Judith Kerr beschrieb das Leben ihres Vaters Alfred und die Flucht der Familie in jenem Roman auf eine Art und Weise, die die Autorin stark an ihren eigenen Vater Otokar Engländer und an seine Erzählungen erinnerte. Beide Männer teilten in London dasselbe Schicksal des ungewollten Exils. Über die Beschäftigung mit Alfred Kerr, das Studium seiner Briefe und Aufzeichnungen lernte die Autorin auch ihren eigenen Vater und seine Lebensverfassung im Exil besser verstehen. Daher verwundert es nicht, dass die Beschreibungen der Exil-Situation, der „Sprachlosigkeit“ in einem fremdsprachigen Land sowie der permanent zwischen Hoffnung und Verzweiflung pendelnden Gemütsverfassung der deutschen Exilanten zu den stärksten und eindrücklichsten Passagen dieser großen Biographie zählen. Die Autorin gab diesem letzten Abschnitt der Kerr-Biographie den treffenden Titel „Der Sturz ins Nichts“.
Wenn an dieser Stelle die Rede von einer „großen Biographie“ ist, so hat dies seine Berechtigung. Denn „groß“ ist diese Biographie gleich in mehrfacher Hinsicht: Zunächst beeindruckt der dicke Band mit seinen über 700 Seiten und seinem wissenschaftlichen Apparat (Anhang, Personenregister, Literaturverzeichnis) von über 50 Seiten.

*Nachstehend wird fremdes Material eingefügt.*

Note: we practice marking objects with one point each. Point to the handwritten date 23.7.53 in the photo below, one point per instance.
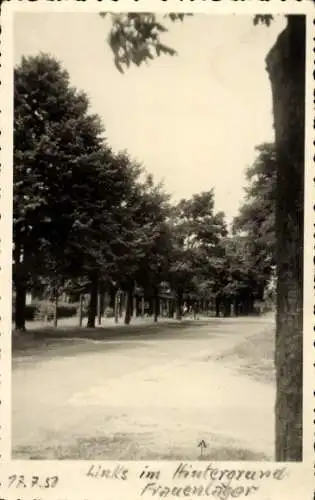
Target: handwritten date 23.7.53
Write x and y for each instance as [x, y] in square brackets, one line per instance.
[18, 481]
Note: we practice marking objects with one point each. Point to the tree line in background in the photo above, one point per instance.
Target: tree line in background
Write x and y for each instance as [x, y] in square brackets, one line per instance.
[88, 220]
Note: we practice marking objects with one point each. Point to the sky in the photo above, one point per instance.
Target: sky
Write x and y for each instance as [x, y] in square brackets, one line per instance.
[192, 120]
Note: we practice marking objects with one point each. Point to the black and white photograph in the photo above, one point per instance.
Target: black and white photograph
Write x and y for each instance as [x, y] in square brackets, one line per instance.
[158, 228]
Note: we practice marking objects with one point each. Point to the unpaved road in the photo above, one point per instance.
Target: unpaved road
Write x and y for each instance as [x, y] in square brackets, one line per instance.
[153, 396]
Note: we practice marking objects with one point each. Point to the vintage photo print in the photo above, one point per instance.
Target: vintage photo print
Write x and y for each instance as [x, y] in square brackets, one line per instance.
[156, 226]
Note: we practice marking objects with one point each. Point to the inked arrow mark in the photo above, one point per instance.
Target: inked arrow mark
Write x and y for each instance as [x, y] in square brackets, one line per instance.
[202, 445]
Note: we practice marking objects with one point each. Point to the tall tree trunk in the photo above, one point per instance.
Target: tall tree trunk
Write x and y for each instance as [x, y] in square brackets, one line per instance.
[80, 310]
[99, 305]
[217, 307]
[142, 307]
[20, 287]
[155, 305]
[92, 311]
[117, 305]
[178, 305]
[128, 310]
[286, 67]
[20, 305]
[55, 320]
[134, 306]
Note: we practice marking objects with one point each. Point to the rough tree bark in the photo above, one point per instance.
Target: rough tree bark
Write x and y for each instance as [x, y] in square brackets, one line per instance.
[128, 310]
[92, 311]
[286, 67]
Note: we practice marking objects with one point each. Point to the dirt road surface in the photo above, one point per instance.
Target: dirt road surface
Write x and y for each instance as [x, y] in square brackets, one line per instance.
[150, 396]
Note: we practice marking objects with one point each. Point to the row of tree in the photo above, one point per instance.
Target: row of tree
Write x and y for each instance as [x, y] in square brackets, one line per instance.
[87, 219]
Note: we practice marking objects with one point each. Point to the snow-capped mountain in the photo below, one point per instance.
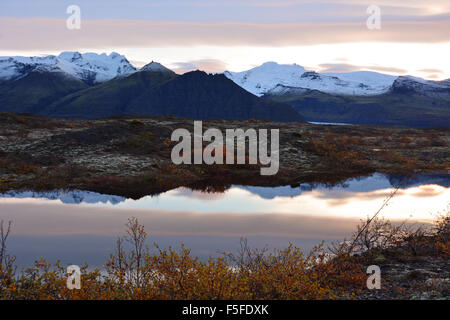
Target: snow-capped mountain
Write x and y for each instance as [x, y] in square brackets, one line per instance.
[88, 67]
[274, 78]
[155, 66]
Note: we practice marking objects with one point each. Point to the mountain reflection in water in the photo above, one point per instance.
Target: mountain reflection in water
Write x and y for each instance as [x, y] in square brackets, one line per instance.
[80, 226]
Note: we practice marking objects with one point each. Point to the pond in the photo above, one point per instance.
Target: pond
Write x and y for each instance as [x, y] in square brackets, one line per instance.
[80, 227]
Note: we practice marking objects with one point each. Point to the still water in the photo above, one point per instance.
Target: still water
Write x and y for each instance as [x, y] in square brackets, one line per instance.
[80, 227]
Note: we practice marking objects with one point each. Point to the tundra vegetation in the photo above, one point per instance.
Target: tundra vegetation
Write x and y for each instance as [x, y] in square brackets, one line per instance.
[131, 156]
[414, 264]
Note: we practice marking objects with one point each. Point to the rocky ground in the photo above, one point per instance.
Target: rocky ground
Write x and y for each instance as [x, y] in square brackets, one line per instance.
[415, 278]
[131, 156]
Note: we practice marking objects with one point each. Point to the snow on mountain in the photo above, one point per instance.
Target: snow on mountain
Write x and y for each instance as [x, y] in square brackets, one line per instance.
[68, 197]
[155, 66]
[271, 77]
[87, 67]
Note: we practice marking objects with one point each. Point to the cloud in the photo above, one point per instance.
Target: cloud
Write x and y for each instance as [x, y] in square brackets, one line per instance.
[52, 34]
[430, 70]
[344, 67]
[207, 65]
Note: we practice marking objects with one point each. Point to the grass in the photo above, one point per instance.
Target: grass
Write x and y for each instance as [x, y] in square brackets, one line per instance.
[136, 272]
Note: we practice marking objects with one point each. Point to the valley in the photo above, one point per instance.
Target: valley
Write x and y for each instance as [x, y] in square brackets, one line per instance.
[131, 156]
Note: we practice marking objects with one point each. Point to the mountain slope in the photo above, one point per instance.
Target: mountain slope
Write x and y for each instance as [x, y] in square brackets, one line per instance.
[109, 98]
[194, 95]
[265, 78]
[90, 68]
[36, 90]
[392, 108]
[361, 97]
[198, 95]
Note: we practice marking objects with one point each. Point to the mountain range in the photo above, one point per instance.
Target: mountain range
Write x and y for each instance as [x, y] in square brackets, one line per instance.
[74, 85]
[90, 85]
[361, 97]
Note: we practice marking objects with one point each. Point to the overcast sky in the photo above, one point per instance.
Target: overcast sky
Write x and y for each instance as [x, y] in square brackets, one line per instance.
[218, 35]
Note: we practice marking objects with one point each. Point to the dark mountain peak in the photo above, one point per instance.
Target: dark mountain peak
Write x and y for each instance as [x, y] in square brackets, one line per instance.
[155, 66]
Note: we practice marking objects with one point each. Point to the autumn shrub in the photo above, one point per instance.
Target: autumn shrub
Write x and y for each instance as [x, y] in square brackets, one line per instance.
[136, 271]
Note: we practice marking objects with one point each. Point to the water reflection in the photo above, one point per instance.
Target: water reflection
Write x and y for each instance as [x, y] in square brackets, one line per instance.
[81, 226]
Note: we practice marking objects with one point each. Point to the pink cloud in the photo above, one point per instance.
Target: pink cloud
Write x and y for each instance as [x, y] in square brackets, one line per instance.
[52, 34]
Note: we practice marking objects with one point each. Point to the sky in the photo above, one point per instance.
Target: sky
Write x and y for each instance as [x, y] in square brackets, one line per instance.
[236, 35]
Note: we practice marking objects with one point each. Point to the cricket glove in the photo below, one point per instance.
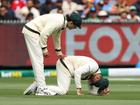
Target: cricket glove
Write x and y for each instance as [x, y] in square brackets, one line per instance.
[45, 52]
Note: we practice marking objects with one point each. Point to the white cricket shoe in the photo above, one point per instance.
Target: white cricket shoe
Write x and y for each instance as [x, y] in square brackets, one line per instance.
[31, 89]
[44, 91]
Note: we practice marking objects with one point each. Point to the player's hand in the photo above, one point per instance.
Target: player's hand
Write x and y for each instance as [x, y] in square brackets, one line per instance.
[60, 55]
[79, 92]
[105, 92]
[45, 52]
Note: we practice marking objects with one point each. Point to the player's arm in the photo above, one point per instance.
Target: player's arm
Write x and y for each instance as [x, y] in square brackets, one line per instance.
[57, 44]
[44, 34]
[77, 77]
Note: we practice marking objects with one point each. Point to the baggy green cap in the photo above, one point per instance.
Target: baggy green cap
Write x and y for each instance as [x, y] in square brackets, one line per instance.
[76, 18]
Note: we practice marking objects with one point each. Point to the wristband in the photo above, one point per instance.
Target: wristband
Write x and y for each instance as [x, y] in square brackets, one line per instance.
[57, 50]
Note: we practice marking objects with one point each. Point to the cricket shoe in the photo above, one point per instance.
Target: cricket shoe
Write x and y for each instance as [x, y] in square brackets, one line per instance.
[44, 91]
[31, 89]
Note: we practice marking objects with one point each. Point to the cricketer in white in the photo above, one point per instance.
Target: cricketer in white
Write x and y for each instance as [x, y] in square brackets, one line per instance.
[79, 68]
[36, 33]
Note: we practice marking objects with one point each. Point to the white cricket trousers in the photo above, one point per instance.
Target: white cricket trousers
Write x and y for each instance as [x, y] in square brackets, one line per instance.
[36, 56]
[63, 80]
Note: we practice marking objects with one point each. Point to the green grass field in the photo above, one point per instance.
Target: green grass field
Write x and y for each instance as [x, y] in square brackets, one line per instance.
[122, 93]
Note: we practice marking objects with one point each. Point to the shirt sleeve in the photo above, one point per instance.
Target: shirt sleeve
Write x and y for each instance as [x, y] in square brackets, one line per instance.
[45, 33]
[78, 73]
[57, 40]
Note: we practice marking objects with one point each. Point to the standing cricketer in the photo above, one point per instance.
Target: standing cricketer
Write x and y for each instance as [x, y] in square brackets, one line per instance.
[36, 33]
[79, 68]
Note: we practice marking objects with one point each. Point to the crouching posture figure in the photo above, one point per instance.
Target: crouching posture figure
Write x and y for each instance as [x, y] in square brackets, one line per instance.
[79, 68]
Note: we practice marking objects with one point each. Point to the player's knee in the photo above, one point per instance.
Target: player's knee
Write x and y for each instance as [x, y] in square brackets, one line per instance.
[64, 91]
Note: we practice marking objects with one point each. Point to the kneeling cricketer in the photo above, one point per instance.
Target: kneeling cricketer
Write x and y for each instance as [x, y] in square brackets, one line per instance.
[76, 67]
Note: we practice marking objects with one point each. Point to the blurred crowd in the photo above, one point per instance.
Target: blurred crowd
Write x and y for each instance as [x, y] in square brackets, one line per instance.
[96, 10]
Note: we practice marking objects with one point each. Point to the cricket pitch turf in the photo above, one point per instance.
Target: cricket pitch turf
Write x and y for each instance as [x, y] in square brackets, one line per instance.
[122, 93]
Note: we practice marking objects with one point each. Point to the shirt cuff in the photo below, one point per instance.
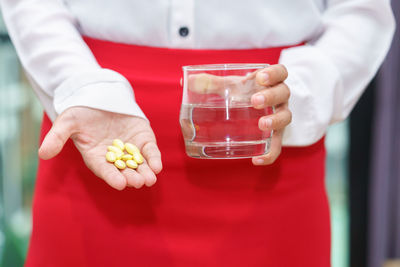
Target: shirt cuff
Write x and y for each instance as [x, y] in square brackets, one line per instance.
[102, 89]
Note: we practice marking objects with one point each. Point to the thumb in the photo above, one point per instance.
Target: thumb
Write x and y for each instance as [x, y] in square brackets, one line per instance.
[55, 138]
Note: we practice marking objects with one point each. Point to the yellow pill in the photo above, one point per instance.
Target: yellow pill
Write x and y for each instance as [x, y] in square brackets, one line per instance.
[118, 143]
[120, 155]
[111, 156]
[114, 149]
[120, 164]
[131, 164]
[126, 157]
[138, 157]
[131, 148]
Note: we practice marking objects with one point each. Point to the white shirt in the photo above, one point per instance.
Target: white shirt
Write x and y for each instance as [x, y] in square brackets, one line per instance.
[346, 42]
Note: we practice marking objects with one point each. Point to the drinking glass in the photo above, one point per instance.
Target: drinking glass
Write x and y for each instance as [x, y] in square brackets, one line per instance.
[216, 117]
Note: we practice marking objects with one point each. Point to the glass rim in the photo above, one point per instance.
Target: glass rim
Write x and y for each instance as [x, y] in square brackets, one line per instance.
[228, 66]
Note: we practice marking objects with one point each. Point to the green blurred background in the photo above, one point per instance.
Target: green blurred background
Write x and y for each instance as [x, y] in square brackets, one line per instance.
[20, 117]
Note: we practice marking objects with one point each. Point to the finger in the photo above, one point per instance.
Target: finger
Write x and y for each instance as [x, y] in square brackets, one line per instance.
[272, 75]
[55, 139]
[279, 120]
[108, 172]
[272, 96]
[274, 152]
[153, 156]
[149, 176]
[133, 178]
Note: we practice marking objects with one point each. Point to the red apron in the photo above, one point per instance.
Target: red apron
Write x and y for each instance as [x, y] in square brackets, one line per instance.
[200, 212]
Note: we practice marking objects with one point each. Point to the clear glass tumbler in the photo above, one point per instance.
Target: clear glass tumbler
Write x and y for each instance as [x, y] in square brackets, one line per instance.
[217, 118]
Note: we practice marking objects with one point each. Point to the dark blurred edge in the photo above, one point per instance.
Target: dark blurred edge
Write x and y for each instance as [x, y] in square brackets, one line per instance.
[359, 174]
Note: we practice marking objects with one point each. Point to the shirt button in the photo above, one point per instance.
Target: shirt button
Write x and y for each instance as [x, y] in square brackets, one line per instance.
[183, 31]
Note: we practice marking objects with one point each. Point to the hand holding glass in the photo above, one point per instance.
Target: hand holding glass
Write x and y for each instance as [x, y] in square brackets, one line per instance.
[217, 117]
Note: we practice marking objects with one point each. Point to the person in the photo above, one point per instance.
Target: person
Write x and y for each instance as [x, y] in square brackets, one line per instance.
[84, 57]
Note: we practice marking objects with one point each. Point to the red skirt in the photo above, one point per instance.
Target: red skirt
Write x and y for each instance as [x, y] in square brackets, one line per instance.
[200, 212]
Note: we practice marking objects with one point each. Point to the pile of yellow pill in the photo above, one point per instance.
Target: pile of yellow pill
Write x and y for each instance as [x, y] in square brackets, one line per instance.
[121, 160]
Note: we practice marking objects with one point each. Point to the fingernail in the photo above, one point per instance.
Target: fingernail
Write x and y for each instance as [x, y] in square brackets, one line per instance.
[259, 99]
[268, 122]
[259, 161]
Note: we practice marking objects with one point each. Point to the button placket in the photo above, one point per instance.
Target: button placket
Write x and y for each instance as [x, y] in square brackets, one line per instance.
[182, 23]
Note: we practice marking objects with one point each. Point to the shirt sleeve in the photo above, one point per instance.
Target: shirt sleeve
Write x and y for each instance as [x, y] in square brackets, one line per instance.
[62, 69]
[328, 74]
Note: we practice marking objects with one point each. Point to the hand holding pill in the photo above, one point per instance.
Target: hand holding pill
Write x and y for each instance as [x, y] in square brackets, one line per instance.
[98, 136]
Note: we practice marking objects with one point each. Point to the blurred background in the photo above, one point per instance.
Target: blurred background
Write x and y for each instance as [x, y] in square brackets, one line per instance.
[354, 184]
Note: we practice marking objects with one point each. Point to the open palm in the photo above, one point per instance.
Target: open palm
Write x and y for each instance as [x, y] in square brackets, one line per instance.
[92, 130]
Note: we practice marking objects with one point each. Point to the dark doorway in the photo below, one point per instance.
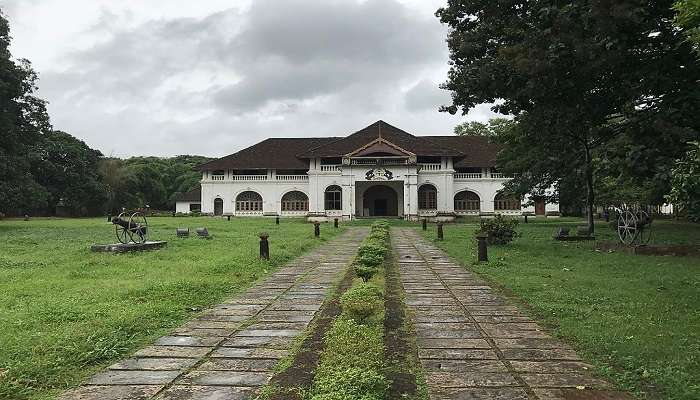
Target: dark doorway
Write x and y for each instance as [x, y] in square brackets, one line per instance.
[380, 201]
[218, 207]
[539, 207]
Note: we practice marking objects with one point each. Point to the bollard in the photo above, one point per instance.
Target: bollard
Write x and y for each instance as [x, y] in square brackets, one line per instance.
[264, 246]
[483, 253]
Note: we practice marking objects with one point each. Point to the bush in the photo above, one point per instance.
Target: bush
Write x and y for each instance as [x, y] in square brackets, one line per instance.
[499, 230]
[365, 272]
[362, 301]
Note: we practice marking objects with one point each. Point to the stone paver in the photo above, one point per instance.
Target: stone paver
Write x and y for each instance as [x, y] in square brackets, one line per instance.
[229, 351]
[474, 344]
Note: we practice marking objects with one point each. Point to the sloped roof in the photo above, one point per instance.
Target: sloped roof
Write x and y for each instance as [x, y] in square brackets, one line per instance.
[293, 153]
[193, 195]
[379, 129]
[477, 151]
[273, 153]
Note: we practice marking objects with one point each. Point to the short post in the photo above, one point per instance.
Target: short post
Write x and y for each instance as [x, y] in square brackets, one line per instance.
[483, 253]
[264, 246]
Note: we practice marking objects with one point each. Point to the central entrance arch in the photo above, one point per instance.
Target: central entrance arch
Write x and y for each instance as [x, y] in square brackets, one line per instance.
[380, 201]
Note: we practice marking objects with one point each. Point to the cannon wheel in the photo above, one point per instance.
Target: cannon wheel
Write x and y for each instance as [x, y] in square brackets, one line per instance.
[121, 232]
[138, 228]
[644, 222]
[627, 227]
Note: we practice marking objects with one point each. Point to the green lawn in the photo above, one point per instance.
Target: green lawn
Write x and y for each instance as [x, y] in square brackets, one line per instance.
[636, 318]
[66, 312]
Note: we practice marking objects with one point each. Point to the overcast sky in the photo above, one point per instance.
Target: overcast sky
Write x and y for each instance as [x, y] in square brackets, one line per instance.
[136, 77]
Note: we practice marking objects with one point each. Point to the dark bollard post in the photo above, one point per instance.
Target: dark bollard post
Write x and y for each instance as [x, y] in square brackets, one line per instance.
[264, 246]
[483, 253]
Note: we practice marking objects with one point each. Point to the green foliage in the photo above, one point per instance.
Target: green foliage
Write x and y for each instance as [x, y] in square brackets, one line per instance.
[685, 184]
[624, 113]
[499, 230]
[362, 302]
[351, 365]
[688, 18]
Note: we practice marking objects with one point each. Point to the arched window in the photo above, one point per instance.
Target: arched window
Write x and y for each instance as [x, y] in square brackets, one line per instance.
[427, 197]
[504, 203]
[334, 198]
[249, 201]
[295, 201]
[467, 201]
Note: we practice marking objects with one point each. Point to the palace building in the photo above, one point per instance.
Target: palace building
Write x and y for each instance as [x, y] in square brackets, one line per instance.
[378, 171]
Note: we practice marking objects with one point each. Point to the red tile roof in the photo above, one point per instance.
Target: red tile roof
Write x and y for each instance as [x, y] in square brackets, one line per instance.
[293, 153]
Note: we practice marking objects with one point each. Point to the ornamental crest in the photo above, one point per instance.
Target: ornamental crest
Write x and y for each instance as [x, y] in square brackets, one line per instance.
[379, 174]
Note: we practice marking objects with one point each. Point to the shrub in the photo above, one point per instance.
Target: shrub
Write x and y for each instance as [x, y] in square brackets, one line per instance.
[362, 301]
[365, 272]
[499, 230]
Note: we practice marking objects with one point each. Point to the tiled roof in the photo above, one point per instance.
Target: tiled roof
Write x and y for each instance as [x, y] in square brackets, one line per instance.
[193, 195]
[293, 153]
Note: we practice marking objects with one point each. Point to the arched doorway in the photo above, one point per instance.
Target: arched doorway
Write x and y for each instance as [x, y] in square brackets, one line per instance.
[218, 206]
[380, 201]
[467, 201]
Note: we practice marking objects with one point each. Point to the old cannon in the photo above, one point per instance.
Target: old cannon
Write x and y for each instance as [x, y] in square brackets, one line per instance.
[131, 228]
[633, 227]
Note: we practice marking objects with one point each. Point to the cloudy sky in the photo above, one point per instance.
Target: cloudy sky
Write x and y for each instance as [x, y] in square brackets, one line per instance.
[136, 77]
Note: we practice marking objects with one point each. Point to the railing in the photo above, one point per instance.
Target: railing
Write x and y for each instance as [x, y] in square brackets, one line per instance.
[331, 168]
[468, 175]
[293, 178]
[249, 177]
[430, 167]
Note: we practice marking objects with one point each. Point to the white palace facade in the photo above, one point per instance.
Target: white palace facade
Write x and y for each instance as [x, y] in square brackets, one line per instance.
[378, 171]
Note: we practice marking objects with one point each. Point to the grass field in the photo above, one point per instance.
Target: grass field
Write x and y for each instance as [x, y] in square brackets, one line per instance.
[636, 318]
[66, 312]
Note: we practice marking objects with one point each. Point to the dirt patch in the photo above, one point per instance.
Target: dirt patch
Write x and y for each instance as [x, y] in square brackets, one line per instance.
[396, 345]
[300, 375]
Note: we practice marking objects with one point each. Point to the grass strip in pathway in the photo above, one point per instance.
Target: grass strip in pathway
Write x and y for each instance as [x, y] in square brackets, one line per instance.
[230, 350]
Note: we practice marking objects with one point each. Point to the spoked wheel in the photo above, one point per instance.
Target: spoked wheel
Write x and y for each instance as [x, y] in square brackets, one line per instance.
[121, 232]
[644, 228]
[138, 228]
[627, 227]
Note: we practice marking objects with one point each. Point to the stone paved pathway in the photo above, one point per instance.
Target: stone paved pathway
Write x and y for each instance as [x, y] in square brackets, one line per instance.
[230, 350]
[473, 344]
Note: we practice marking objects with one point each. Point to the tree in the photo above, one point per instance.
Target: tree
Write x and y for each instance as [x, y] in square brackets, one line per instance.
[494, 128]
[576, 76]
[688, 18]
[23, 119]
[685, 192]
[68, 169]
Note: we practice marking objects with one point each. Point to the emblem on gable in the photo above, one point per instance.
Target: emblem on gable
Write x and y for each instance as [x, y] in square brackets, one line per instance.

Weiterhin ist es dem unermüdlichen Forscherdrang der Autorin zu verdanken, dass sie den umfangreichen Briefwechsel Kerrs durch die Auswertung von sogenannten „Gegen-Nachlässen“ ergänzen und vervollständigen konnte. Gegen-Nachlässe sind in diesem Fall die Nachlässe der Briefpartner Kerrs.
Vor allem aber wird diese Kerr-Biographie durch das erstaunliche psychologische Einfühlungsvermögen der Autorin zu einer „großen“ Biographie. Zu einem nicht unerheblichen Teil mag diese Fähigkeit mit der eigenen Biographie der Autorin verbunden sein: Deborah Vietor-Engländer wurde 1946 als Kind jüdischer Emigranten in London geboren und wuchs zweisprachig auf; ihre Eltern mussten vor den Nationalsozialisten nach England fliehen.
So erging es auch dem berühmten Theaterkritiker und Schriftsteller Alfred Kerr. Er floh bereits 1933 aus Hitlerdeutschland; zunächst ging es nach Prag, später nach Lugano, Zürich, Paris und schließlich nach London. Diese Flucht beschrieb Kerrs Tochter Judith sehr eindrücklich in ihren Romanen „Als Hitler das rosa Kaninchen stahl“, „Warten bis der Frieden kommt“ und „Eine Art Familientreffen“.
Was die Autorin an ihren Eltern beobachten konnte — die Schwierigkeiten mit der neuen Sprache und den existenziellen Verlust der eigenen (Sprach-)Heimat durch die Flucht — schien auch das Schicksal Alfred Kerrs gewesen zu sein. Die intensive Beschäftigung mit den zahlreichen Stationen seines Lebens (und hier besonders die Zeit des englischen Exils) eröffnete ihr einen neuen Zugang zum Leben des eigenen Vaters. Sie lernte ihn in der Rückschau besser zu verstehen, und umgekehrt wies ihr der Vergleich beider Lebenswege den Weg zu einer einfühlsamen Beschreibung der Exilzeit von Alfred Kerr.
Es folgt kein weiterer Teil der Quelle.